Mais les prochaines élections se joueront sur d’autres enjeux. Et le PQ de Paul St-Pierre Plamondon devra défendre son option fondamentale, la souveraineté, qui n’a pas été au cœur du débat politique depuis presque trois décennies.

Mais, à une exception près, le PQ n’a jamais réussi à gagner en faisant de la souveraineté l’enjeu d’une élection. Les divers chefs péquistes ont toujours fait campagne sur une version ou une autre du « bon gouvernement » en repoussant la question de la souveraineté pour un référendum plus tard dans le mandat.

La seule exception étant Jacques Parizeau en 1994, une élection qui arrivait dans des circonstances très favorables pour le PQ, après les échecs des accords constitutionnels du lac Meech et de Charlottetown et l’élection de 54 députés du Bloc québécois à Ottawa.

M. St-Pierre Plamondon dit vouloir jouer la transparence sur l’option fondamentale du PQ. Mais il n’est pas dit que d’ici trois ans, les pressions venant de son propre parti lui enjoignent de jouer la carte du « bon gouvernement » plutôt que la promesse d’un référendum. Tous ses prédécesseurs, sauf un, auront dû passer par là.
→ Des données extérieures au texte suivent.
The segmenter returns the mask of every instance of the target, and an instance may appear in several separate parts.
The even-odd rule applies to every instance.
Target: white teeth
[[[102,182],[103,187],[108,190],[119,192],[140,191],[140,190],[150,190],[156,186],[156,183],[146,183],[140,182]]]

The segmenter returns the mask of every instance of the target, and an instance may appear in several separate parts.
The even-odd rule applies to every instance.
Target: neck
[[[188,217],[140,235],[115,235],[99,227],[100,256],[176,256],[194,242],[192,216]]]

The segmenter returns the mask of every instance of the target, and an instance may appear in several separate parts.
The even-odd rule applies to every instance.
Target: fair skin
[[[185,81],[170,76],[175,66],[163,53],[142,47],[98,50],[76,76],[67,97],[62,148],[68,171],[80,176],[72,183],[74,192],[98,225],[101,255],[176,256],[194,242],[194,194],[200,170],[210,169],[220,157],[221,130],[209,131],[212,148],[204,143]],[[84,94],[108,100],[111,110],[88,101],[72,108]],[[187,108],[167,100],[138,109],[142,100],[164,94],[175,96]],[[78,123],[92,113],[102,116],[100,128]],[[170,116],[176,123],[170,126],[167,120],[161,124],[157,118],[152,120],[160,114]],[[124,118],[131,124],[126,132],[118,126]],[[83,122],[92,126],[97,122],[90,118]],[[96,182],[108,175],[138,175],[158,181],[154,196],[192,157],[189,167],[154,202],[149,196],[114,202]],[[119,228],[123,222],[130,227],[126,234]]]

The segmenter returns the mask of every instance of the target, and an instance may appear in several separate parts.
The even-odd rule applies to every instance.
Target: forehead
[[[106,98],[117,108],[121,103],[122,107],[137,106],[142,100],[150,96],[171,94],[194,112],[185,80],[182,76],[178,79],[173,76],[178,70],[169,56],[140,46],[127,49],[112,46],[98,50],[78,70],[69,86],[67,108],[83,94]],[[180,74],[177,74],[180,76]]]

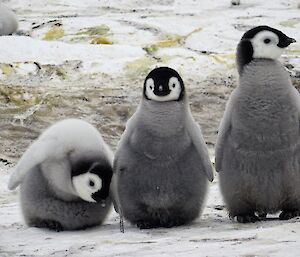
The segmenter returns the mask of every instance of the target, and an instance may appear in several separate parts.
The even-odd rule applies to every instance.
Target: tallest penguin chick
[[[300,96],[277,60],[293,42],[259,26],[238,44],[240,82],[219,128],[216,170],[229,215],[239,222],[300,213]]]
[[[172,227],[198,217],[213,171],[179,74],[170,68],[146,77],[114,161],[118,201],[139,228]]]

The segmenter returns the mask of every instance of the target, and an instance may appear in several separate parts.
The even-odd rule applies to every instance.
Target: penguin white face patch
[[[145,94],[147,98],[150,100],[154,100],[158,102],[167,102],[167,101],[178,100],[178,98],[180,97],[181,90],[182,89],[181,89],[180,82],[176,77],[171,77],[169,79],[168,85],[156,85],[156,86],[154,84],[154,80],[152,78],[148,78],[146,81]]]
[[[278,36],[272,31],[263,30],[251,39],[253,58],[277,59],[283,53]]]
[[[92,195],[102,188],[102,179],[94,173],[83,173],[72,178],[78,196],[87,202],[96,202]]]

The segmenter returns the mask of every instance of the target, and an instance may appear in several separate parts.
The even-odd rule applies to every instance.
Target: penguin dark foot
[[[259,213],[258,218],[259,220],[267,220],[267,213]]]
[[[147,220],[140,220],[136,223],[136,225],[139,229],[151,229],[160,227],[159,223]]]
[[[164,227],[164,228],[178,227],[178,226],[182,226],[186,223],[187,222],[184,219],[168,220],[166,222],[162,222],[161,227]]]
[[[64,230],[63,226],[58,221],[55,220],[36,219],[31,223],[31,225],[37,228],[48,228],[56,232],[60,232]]]
[[[283,210],[279,215],[279,219],[289,220],[297,216],[300,216],[300,211]]]
[[[254,223],[259,221],[259,218],[254,213],[237,215],[236,219],[239,223]]]

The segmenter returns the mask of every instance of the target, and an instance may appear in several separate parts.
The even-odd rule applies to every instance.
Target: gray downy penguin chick
[[[156,68],[115,155],[119,211],[141,229],[186,224],[199,216],[208,180],[212,165],[183,81],[173,69]]]
[[[0,36],[10,35],[18,29],[16,15],[0,3]]]
[[[67,119],[29,146],[8,187],[20,185],[29,226],[84,229],[100,225],[110,210],[112,162],[113,153],[91,124]]]
[[[259,26],[237,47],[239,86],[227,102],[215,154],[223,198],[238,222],[278,211],[280,219],[299,215],[300,97],[277,60],[294,42]]]

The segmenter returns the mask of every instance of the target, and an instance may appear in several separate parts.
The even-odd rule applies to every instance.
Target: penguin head
[[[280,57],[284,48],[295,42],[295,39],[268,26],[252,28],[242,36],[238,45],[238,65],[244,66],[256,58],[275,60]]]
[[[72,184],[81,199],[100,202],[109,195],[112,173],[107,161],[81,160],[72,167]]]
[[[152,70],[144,82],[144,97],[157,102],[180,101],[184,96],[183,80],[168,67]]]

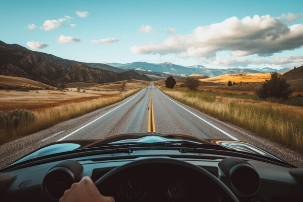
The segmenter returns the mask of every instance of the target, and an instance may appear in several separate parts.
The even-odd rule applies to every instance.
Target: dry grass
[[[201,81],[227,82],[262,82],[271,78],[271,73],[228,74],[212,78],[199,79]]]
[[[145,81],[127,84],[124,98],[121,85],[106,92],[106,85],[103,86],[102,91],[85,90],[89,93],[76,92],[76,89],[39,93],[1,91],[0,144],[121,101],[147,85]]]
[[[303,153],[303,108],[163,89],[169,96],[256,135]]]
[[[97,83],[84,83],[82,82],[70,83],[65,85],[65,88],[86,88],[97,85]]]
[[[28,78],[21,78],[21,77],[10,77],[9,76],[0,75],[0,86],[22,86],[38,88],[53,88],[54,87],[49,86],[40,82],[30,80]]]

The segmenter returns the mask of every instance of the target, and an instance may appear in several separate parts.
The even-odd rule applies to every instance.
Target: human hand
[[[59,202],[115,202],[112,197],[103,196],[90,177],[83,177],[64,192]]]

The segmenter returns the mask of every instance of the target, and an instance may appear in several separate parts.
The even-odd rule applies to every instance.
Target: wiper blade
[[[219,145],[212,145],[209,144],[205,144],[192,141],[182,140],[177,141],[165,141],[156,142],[125,142],[113,143],[102,144],[97,145],[93,145],[90,148],[113,148],[117,147],[129,146],[137,147],[152,147],[152,146],[182,146],[191,148],[222,148],[222,147]]]

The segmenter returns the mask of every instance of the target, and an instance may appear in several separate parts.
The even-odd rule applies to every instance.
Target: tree
[[[176,85],[176,80],[172,76],[167,78],[165,80],[165,86],[167,88],[174,88],[175,85]]]
[[[292,90],[290,88],[290,84],[280,76],[277,72],[272,73],[271,79],[265,80],[260,88],[256,89],[256,94],[262,99],[268,97],[288,99]]]
[[[232,83],[231,82],[231,81],[228,81],[228,82],[227,82],[227,86],[232,86]]]
[[[200,81],[192,77],[187,77],[185,80],[185,84],[189,90],[197,91],[197,89],[199,86]]]

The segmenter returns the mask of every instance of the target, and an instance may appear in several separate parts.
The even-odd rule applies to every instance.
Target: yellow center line
[[[151,102],[152,102],[152,132],[156,132],[156,127],[155,126],[154,116],[153,116],[153,106],[152,105],[152,91],[151,91]]]
[[[148,132],[151,132],[151,105],[152,105],[152,102],[151,102],[151,94],[150,93],[150,107],[149,107],[149,110],[148,110]]]
[[[152,108],[152,92],[151,88],[150,93],[150,107],[148,113],[148,132],[156,132],[155,121],[153,117],[153,109]]]

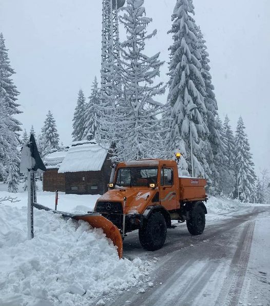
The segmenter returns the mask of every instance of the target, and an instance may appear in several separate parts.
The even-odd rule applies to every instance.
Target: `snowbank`
[[[216,197],[209,196],[206,204],[207,211],[215,215],[221,214],[237,210],[243,207],[269,206],[268,204],[243,203],[238,200],[233,200],[227,197]]]
[[[0,305],[95,305],[101,296],[149,281],[150,264],[119,260],[100,229],[34,210],[27,240],[27,208],[0,204]]]

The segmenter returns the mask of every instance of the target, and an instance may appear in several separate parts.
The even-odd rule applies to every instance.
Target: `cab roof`
[[[118,168],[126,168],[129,167],[158,167],[159,166],[175,166],[176,161],[171,160],[164,160],[159,159],[140,159],[139,160],[131,160],[124,163],[119,163]]]

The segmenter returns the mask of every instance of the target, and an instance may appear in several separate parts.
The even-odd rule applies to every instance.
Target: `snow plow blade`
[[[33,205],[38,209],[52,211],[54,213],[62,214],[64,217],[69,217],[76,220],[83,220],[88,222],[92,227],[102,228],[106,237],[110,239],[113,244],[117,247],[119,258],[122,258],[123,241],[119,229],[112,222],[100,213],[93,212],[85,214],[79,214],[54,210],[37,203],[34,203]]]

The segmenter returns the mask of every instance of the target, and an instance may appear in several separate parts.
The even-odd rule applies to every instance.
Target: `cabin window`
[[[173,169],[163,168],[161,169],[160,185],[162,186],[172,186],[173,185]]]

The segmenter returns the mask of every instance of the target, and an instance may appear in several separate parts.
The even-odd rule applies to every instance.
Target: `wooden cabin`
[[[108,190],[111,171],[108,151],[94,140],[74,142],[61,163],[45,172],[43,190],[50,184],[53,187],[61,185],[58,190],[66,193],[103,194]],[[45,158],[45,165],[47,159],[49,156]]]
[[[45,157],[44,165],[47,170],[43,173],[43,191],[66,191],[65,174],[59,173],[61,163],[66,157],[67,150],[62,152],[55,152]]]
Québec solidaire a terminé au deuxième rang dans Jean-Talon avec presque 24 % des voix aux élections générales de 2022. À la partielle de cette année, son candidat a fini au troisième rang, avec 17,5 % des voix.

Impossible de ne pas constater qu’au mieux, QS fait du surplace ; au pire, il recule. En fait, depuis les dernières élections, le parti se cherche, et cela devrait encore être évident au congrès qui aura lieu à la fin de novembre.
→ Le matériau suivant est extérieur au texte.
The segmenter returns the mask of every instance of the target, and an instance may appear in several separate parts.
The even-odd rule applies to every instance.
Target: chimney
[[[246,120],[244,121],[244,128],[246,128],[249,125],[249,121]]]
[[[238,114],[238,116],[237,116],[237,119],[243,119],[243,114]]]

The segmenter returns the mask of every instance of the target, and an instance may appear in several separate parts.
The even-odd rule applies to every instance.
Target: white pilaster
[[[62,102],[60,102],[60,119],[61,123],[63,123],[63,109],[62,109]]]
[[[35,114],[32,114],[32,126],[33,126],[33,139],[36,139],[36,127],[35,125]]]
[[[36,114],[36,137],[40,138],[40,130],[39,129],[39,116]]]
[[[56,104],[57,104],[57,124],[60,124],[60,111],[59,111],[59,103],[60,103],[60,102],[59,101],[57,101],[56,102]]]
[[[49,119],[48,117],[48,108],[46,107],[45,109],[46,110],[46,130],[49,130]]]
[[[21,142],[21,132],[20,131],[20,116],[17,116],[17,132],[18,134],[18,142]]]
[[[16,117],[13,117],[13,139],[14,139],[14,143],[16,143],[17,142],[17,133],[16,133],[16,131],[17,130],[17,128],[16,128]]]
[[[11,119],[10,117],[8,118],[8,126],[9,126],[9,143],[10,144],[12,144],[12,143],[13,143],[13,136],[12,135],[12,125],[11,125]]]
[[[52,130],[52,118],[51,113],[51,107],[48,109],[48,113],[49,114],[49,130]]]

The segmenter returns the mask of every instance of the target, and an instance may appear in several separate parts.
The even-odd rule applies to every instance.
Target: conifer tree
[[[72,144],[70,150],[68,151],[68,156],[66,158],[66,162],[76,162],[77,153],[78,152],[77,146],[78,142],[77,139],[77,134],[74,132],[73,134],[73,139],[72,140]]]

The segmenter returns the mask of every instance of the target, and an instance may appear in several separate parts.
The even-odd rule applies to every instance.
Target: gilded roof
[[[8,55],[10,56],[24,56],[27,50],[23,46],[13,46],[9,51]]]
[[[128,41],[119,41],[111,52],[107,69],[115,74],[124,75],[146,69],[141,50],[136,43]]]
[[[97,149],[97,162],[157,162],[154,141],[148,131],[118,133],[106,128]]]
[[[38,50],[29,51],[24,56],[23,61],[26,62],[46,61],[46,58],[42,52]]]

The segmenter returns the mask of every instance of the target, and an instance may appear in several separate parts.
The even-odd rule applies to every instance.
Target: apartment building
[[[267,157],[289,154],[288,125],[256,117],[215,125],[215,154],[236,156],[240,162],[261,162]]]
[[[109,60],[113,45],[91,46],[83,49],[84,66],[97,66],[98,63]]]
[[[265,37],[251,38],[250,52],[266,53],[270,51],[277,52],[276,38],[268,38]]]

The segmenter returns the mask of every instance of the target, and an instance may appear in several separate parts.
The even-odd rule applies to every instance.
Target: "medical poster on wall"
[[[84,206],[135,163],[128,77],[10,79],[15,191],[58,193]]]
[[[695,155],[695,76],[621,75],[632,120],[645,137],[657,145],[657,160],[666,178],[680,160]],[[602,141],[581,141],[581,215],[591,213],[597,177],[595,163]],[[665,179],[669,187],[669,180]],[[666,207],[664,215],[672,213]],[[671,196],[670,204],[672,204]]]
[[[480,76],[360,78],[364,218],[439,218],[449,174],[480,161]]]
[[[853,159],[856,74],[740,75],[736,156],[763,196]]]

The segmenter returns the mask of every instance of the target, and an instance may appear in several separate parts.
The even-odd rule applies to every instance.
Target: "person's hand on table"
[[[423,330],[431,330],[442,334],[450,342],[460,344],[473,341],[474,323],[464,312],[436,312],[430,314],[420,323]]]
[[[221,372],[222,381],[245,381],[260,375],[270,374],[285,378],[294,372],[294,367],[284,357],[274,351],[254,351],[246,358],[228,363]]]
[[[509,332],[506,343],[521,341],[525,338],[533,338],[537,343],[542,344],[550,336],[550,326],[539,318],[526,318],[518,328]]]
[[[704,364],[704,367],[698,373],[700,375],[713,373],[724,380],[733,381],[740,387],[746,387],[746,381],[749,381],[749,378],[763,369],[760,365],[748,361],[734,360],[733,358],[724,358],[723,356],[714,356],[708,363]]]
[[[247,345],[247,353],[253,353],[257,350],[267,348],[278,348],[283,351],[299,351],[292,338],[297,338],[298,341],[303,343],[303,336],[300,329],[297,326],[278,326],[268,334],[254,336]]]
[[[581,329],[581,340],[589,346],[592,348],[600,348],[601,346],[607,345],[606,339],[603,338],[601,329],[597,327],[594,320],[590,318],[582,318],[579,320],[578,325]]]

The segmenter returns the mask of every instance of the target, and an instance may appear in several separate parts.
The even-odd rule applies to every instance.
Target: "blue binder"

En fait, QS ne s’est pas remis de la campagne électorale où certaines de ses promesses – en particulier ce que ses adversaires ont surnommé la « taxe orange » – ont changé la perception que bien des électeurs avaient du parti.
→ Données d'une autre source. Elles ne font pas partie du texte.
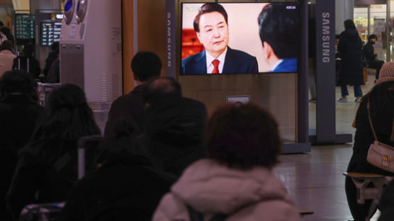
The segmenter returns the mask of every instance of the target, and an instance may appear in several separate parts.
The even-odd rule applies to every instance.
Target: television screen
[[[181,75],[297,72],[297,2],[183,3]]]

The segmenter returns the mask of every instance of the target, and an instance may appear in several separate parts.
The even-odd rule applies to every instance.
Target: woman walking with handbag
[[[394,146],[393,114],[394,62],[389,62],[383,64],[375,86],[361,98],[357,110],[353,123],[353,127],[356,128],[353,155],[347,167],[348,172],[394,176],[394,173],[381,169],[385,167],[379,168],[367,162],[368,149],[375,140]],[[372,200],[366,200],[364,204],[357,203],[356,188],[349,177],[346,178],[345,191],[351,215],[356,221],[365,220]]]

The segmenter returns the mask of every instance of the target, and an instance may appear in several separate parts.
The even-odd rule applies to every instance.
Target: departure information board
[[[62,21],[41,22],[40,23],[40,38],[42,46],[50,46],[59,41],[62,30]]]
[[[35,16],[30,14],[16,14],[15,28],[16,39],[35,38]]]

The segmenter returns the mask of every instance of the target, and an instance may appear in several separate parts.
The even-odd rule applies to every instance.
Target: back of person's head
[[[242,169],[271,169],[282,145],[274,117],[250,103],[218,108],[208,120],[206,139],[208,157]]]
[[[127,120],[119,121],[115,136],[104,137],[99,144],[95,157],[95,164],[105,166],[131,159],[148,164],[149,162],[145,157],[132,154],[132,149],[135,143],[134,131],[135,125],[133,123]]]
[[[33,96],[37,84],[31,74],[23,71],[6,72],[0,78],[0,94],[2,96],[19,93]]]
[[[12,51],[12,42],[11,40],[6,40],[1,42],[1,50],[8,50]]]
[[[297,10],[286,10],[286,4],[266,5],[257,21],[261,43],[269,43],[279,59],[296,57],[298,48]],[[292,36],[292,40],[288,37]]]
[[[369,36],[368,36],[368,40],[371,40],[371,39],[378,39],[378,36],[376,36],[376,35],[375,34],[372,34],[372,35],[369,35]]]
[[[222,14],[222,16],[225,18],[226,23],[228,24],[227,12],[222,5],[217,3],[206,3],[200,8],[198,13],[194,18],[194,21],[193,22],[194,30],[198,33],[200,32],[200,17],[205,13],[211,12],[218,12]]]
[[[356,29],[356,25],[351,19],[347,19],[344,21],[345,30]]]
[[[160,76],[162,72],[162,60],[154,52],[139,52],[131,61],[131,69],[135,80],[141,82]]]
[[[22,54],[23,55],[23,56],[26,56],[26,57],[33,56],[33,53],[34,53],[34,45],[33,45],[33,44],[28,43],[23,46],[23,50],[22,50]]]
[[[167,96],[182,96],[181,84],[173,78],[168,76],[150,80],[146,84],[142,94],[145,104],[152,104]]]
[[[385,111],[394,111],[394,62],[384,63],[379,78],[371,91],[361,102],[370,103],[372,116],[378,116]]]
[[[85,93],[76,85],[64,84],[52,91],[47,108],[49,116],[42,139],[62,139],[75,143],[81,137],[100,133]]]
[[[52,50],[56,52],[56,53],[57,54],[59,54],[59,42],[54,42],[50,45],[50,48],[52,49]]]

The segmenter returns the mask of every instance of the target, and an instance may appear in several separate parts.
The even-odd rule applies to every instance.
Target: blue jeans
[[[362,97],[363,91],[361,91],[361,86],[354,85],[353,86],[353,87],[354,90],[354,96]],[[341,85],[341,94],[342,95],[342,97],[345,97],[349,95],[349,91],[347,91],[347,86],[346,85]]]

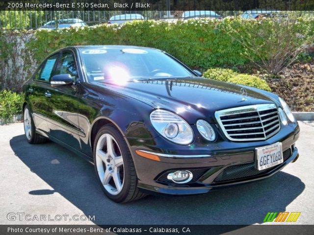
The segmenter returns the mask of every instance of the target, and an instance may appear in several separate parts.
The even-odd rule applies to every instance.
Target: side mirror
[[[194,72],[199,77],[202,76],[202,73],[200,72],[198,70],[193,70],[193,72]]]
[[[69,74],[55,75],[52,76],[50,81],[50,84],[52,87],[66,86],[73,83],[73,79]]]

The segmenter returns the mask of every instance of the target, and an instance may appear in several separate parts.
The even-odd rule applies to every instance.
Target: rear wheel
[[[98,181],[110,199],[125,203],[145,195],[137,188],[129,147],[113,125],[106,125],[98,132],[94,144],[94,163]]]
[[[46,141],[47,140],[46,138],[36,133],[34,120],[30,113],[29,107],[27,105],[24,108],[23,114],[24,131],[27,141],[31,144],[40,143]]]

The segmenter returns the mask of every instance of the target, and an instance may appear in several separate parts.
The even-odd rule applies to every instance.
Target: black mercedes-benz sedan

Mais Québec solidaire est un parti qui est né de la fusion de plusieurs groupes parmi les plus à gauche de la politique québécoise. Il ne veut pas être l’un de ces partis sociaux-démocrates. Il veut s’en démarquer.

Mais, ironiquement, ce qui guette QS actuellement est une sorte de « NPDisation ». Un parti qui a l’appui d’électeurs qui veulent une voix de gauche au Parlement, mais qui ne s’attendent pas à ce qu’il puisse prendre le pouvoir un jour.

Les députés de QS ne se voient évidemment pas dans ce rôle, mais c’est ce qui attend presque inévitablement un parti qui a du mal à sortir des grandes villes et à être compétitif dans les banlieues.

Le Parti conservateur du Québec a connu sa première campagne vraiment professionnelle, mais il n’a pas réussi à faire élire un seul député malgré ses 12,9 % des voix. En fait, ses appuis se sont surtout concentrés dans la grande région de la Capitale-Nationale, avec assez peu de voix dans le reste du Québec.

Mais dans Jean-Talon, sa part des suffrages a baissé de 10,5 à 6,07 % des voix. Évidemment, ce n’est pas une circonscription faite sur mesure pour le Parti conservateur, mais dans une élection partielle où les questions régionales de Québec ont, bien naturellement, pris beaucoup de place.

Mais les dernières interventions du chef conservateur, Éric Duhaime, semblent vouloir se limiter aux sujets régionaux, en particulier le troisième lien, sans vouloir se donner une véritable envergure nationale.